Social media is now an essential channel in many workplaces, however, it can impact communications and dynamics between managers, employees and clients. It affects how businesses promote their reputation, and can also change how employees treat one another.

This leads to ‘technostress’, which eventually impacts productivity and the overall wellbeing of employees and staff. Several studies have linked this stress caused by social media and technology in the workplace can become associated with ‘role stress’.

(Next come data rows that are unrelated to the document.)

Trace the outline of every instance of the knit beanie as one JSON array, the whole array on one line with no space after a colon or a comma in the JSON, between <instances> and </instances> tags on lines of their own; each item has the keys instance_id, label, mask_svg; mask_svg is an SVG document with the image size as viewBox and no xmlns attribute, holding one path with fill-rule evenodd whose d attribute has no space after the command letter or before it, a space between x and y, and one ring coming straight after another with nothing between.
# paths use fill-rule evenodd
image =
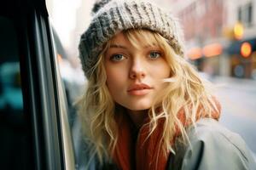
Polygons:
<instances>
[{"instance_id":1,"label":"knit beanie","mask_svg":"<svg viewBox=\"0 0 256 170\"><path fill-rule=\"evenodd\" d=\"M104 43L128 29L146 29L160 33L183 57L183 37L177 20L147 0L101 0L92 9L92 20L81 36L79 57L85 76L98 60Z\"/></svg>"}]
</instances>

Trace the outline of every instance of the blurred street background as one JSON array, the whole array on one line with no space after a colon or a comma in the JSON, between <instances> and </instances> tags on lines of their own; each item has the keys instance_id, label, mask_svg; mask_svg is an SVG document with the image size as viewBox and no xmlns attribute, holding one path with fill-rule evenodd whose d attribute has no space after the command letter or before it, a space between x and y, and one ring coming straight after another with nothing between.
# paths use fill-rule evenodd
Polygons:
<instances>
[{"instance_id":1,"label":"blurred street background","mask_svg":"<svg viewBox=\"0 0 256 170\"><path fill-rule=\"evenodd\" d=\"M256 0L154 0L176 15L186 40L186 59L217 87L220 122L256 153ZM79 60L80 35L93 0L48 0L58 35L61 72L74 101L86 83ZM74 90L75 89L75 90Z\"/></svg>"}]
</instances>

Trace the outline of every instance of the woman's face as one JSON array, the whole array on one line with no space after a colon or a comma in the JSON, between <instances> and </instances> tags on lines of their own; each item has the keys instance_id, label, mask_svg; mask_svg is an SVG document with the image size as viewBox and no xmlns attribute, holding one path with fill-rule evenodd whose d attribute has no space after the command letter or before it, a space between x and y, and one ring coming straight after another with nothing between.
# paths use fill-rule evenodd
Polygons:
<instances>
[{"instance_id":1,"label":"woman's face","mask_svg":"<svg viewBox=\"0 0 256 170\"><path fill-rule=\"evenodd\" d=\"M166 86L161 80L171 73L160 47L135 48L123 33L113 37L105 54L104 65L113 100L134 111L152 106L156 95Z\"/></svg>"}]
</instances>

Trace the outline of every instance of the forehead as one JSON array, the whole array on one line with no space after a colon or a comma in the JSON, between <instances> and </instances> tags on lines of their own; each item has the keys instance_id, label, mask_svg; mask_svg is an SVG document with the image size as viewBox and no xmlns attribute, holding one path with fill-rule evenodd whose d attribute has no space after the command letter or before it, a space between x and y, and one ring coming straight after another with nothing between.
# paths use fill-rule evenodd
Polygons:
<instances>
[{"instance_id":1,"label":"forehead","mask_svg":"<svg viewBox=\"0 0 256 170\"><path fill-rule=\"evenodd\" d=\"M135 48L147 46L159 46L157 37L149 31L126 31L116 34L110 44L128 43Z\"/></svg>"}]
</instances>

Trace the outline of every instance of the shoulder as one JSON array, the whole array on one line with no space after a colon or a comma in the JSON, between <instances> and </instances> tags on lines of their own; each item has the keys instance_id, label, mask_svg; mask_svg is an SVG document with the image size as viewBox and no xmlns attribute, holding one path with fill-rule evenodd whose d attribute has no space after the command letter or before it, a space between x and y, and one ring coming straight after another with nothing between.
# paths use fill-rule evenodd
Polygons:
<instances>
[{"instance_id":1,"label":"shoulder","mask_svg":"<svg viewBox=\"0 0 256 170\"><path fill-rule=\"evenodd\" d=\"M240 135L217 121L204 118L187 130L189 144L176 142L171 165L177 169L256 169L250 150ZM176 168L172 168L176 169Z\"/></svg>"}]
</instances>

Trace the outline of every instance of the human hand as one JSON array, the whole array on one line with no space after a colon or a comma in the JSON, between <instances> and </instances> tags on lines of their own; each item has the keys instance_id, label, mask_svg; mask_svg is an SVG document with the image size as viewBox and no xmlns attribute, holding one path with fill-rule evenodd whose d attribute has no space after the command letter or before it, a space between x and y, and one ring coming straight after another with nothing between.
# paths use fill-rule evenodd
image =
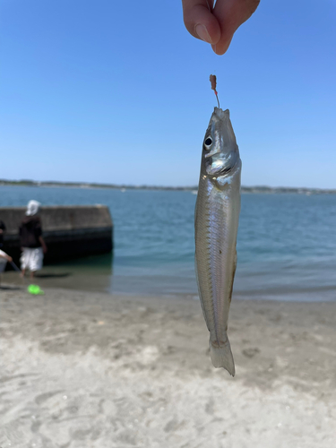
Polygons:
<instances>
[{"instance_id":1,"label":"human hand","mask_svg":"<svg viewBox=\"0 0 336 448\"><path fill-rule=\"evenodd\" d=\"M224 55L233 35L256 10L260 0L182 0L187 30L194 38L211 44L217 55Z\"/></svg>"}]
</instances>

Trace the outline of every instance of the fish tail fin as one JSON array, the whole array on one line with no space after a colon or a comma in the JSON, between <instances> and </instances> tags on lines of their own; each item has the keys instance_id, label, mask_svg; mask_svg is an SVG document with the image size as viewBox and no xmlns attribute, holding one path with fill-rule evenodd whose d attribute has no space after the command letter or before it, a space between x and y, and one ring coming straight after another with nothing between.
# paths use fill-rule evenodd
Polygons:
<instances>
[{"instance_id":1,"label":"fish tail fin","mask_svg":"<svg viewBox=\"0 0 336 448\"><path fill-rule=\"evenodd\" d=\"M223 367L232 375L235 376L235 361L231 352L230 343L228 339L226 342L220 344L217 340L209 340L210 356L214 367Z\"/></svg>"}]
</instances>

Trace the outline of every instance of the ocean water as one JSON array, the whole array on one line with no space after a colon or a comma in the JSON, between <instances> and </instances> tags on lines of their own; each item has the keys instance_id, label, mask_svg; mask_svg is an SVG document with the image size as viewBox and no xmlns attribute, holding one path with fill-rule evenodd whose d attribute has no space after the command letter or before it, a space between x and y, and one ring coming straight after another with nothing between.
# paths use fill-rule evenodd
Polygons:
<instances>
[{"instance_id":1,"label":"ocean water","mask_svg":"<svg viewBox=\"0 0 336 448\"><path fill-rule=\"evenodd\" d=\"M0 206L109 207L115 250L46 266L51 286L197 296L191 192L0 186ZM336 195L243 194L234 297L336 300Z\"/></svg>"}]
</instances>

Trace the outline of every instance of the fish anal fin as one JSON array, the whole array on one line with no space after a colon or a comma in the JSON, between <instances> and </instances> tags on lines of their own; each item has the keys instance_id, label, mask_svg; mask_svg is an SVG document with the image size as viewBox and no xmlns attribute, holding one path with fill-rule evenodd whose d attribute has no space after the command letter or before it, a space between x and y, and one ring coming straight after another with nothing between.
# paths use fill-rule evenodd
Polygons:
<instances>
[{"instance_id":1,"label":"fish anal fin","mask_svg":"<svg viewBox=\"0 0 336 448\"><path fill-rule=\"evenodd\" d=\"M230 343L228 339L225 342L210 340L210 356L214 367L223 367L232 375L235 376L235 361L231 352Z\"/></svg>"}]
</instances>

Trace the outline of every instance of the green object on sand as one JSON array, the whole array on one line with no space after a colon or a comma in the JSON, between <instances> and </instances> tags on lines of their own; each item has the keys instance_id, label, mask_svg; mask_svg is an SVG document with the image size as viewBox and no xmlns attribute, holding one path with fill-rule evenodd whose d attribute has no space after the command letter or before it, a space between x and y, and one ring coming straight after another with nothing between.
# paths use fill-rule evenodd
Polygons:
<instances>
[{"instance_id":1,"label":"green object on sand","mask_svg":"<svg viewBox=\"0 0 336 448\"><path fill-rule=\"evenodd\" d=\"M30 285L27 288L27 291L30 294L34 294L35 296L38 296L39 294L44 294L44 291L42 291L42 289L38 285Z\"/></svg>"}]
</instances>

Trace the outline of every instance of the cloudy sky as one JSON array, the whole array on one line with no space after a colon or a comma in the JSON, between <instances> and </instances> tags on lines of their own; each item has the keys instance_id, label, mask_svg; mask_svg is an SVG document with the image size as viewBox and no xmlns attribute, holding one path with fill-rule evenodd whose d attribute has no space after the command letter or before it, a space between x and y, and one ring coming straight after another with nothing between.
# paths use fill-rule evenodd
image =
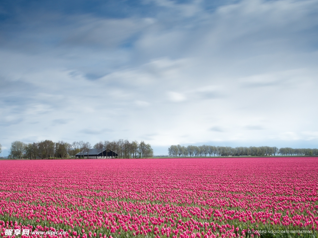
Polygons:
<instances>
[{"instance_id":1,"label":"cloudy sky","mask_svg":"<svg viewBox=\"0 0 318 238\"><path fill-rule=\"evenodd\" d=\"M0 143L318 147L318 1L0 2Z\"/></svg>"}]
</instances>

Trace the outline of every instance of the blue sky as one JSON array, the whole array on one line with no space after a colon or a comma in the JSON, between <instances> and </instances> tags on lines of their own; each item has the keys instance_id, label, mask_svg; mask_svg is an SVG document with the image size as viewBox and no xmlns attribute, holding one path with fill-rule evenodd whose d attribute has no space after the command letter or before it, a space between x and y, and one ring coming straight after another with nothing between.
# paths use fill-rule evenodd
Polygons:
<instances>
[{"instance_id":1,"label":"blue sky","mask_svg":"<svg viewBox=\"0 0 318 238\"><path fill-rule=\"evenodd\" d=\"M318 147L318 1L2 1L0 143Z\"/></svg>"}]
</instances>

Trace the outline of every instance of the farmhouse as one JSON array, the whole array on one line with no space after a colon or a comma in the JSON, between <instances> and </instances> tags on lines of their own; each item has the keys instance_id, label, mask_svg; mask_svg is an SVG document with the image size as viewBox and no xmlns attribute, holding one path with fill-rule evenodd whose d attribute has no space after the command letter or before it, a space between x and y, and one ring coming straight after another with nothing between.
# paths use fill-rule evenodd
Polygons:
<instances>
[{"instance_id":1,"label":"farmhouse","mask_svg":"<svg viewBox=\"0 0 318 238\"><path fill-rule=\"evenodd\" d=\"M84 158L88 159L106 159L118 157L118 154L109 149L104 150L99 149L91 149L82 151L75 155L75 158Z\"/></svg>"}]
</instances>

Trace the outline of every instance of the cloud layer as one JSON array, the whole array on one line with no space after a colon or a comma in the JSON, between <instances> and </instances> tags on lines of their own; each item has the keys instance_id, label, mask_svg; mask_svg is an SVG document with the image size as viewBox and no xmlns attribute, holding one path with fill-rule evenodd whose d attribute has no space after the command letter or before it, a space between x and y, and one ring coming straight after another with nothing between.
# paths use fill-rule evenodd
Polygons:
<instances>
[{"instance_id":1,"label":"cloud layer","mask_svg":"<svg viewBox=\"0 0 318 238\"><path fill-rule=\"evenodd\" d=\"M316 147L317 1L56 2L0 3L5 154L46 139Z\"/></svg>"}]
</instances>

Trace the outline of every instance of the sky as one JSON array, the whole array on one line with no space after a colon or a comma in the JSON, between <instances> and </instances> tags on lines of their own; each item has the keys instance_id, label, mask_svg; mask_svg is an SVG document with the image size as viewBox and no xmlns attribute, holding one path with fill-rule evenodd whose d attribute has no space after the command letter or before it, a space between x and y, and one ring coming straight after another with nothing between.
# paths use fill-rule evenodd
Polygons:
<instances>
[{"instance_id":1,"label":"sky","mask_svg":"<svg viewBox=\"0 0 318 238\"><path fill-rule=\"evenodd\" d=\"M318 148L318 1L2 0L0 143Z\"/></svg>"}]
</instances>

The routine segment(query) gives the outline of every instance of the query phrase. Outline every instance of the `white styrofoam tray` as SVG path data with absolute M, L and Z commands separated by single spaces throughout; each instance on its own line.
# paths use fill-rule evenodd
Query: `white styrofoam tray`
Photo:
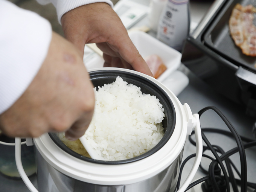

This a negative association where stress caused by extensive use, or availability to social connectedness even in simpler platforms, such as email – begins to add concepts of stress onto an employee’s role within a business.

But knowing how to manage how employees are using social media, recognising subsequent changes in behaviour and how this impacts mental health in the workplace can be difficult.

This is where organisations like Mental Health at Work can be of assistance. Mental health awareness workshops are a crucial step if businesses want to maintain productivity while ensuring positive mental health in the workplace.

The WHO published a list of important factors when considering the impact of social media in the workplace:

  • Depression and anxiety have a large impact on the economy – the cost is around $1 trillion each year in lost productivity
  • Bullying and harassment at work through social media are commonly reported and negatively impact employee’s mental health
  • Work enjoyment actively improves mental health – but negative working environments lead to poor mental health
  • For every $1 invested in treatment for mental health, there is $4 returned in improved health and productivity

A good working environment is very dependent on a culture that actively supports open conversations regarding negative experiences of technology and social media. This doesn’t change overnight, but a considered approach, built around a framework of Understand, Manage, Promote, we can ensure that everyone has the knowledge around mental health in the workplace, the skills to facilitate conversations around mental health, enabling steps to manage mental health and an ongoing programme of proactivity.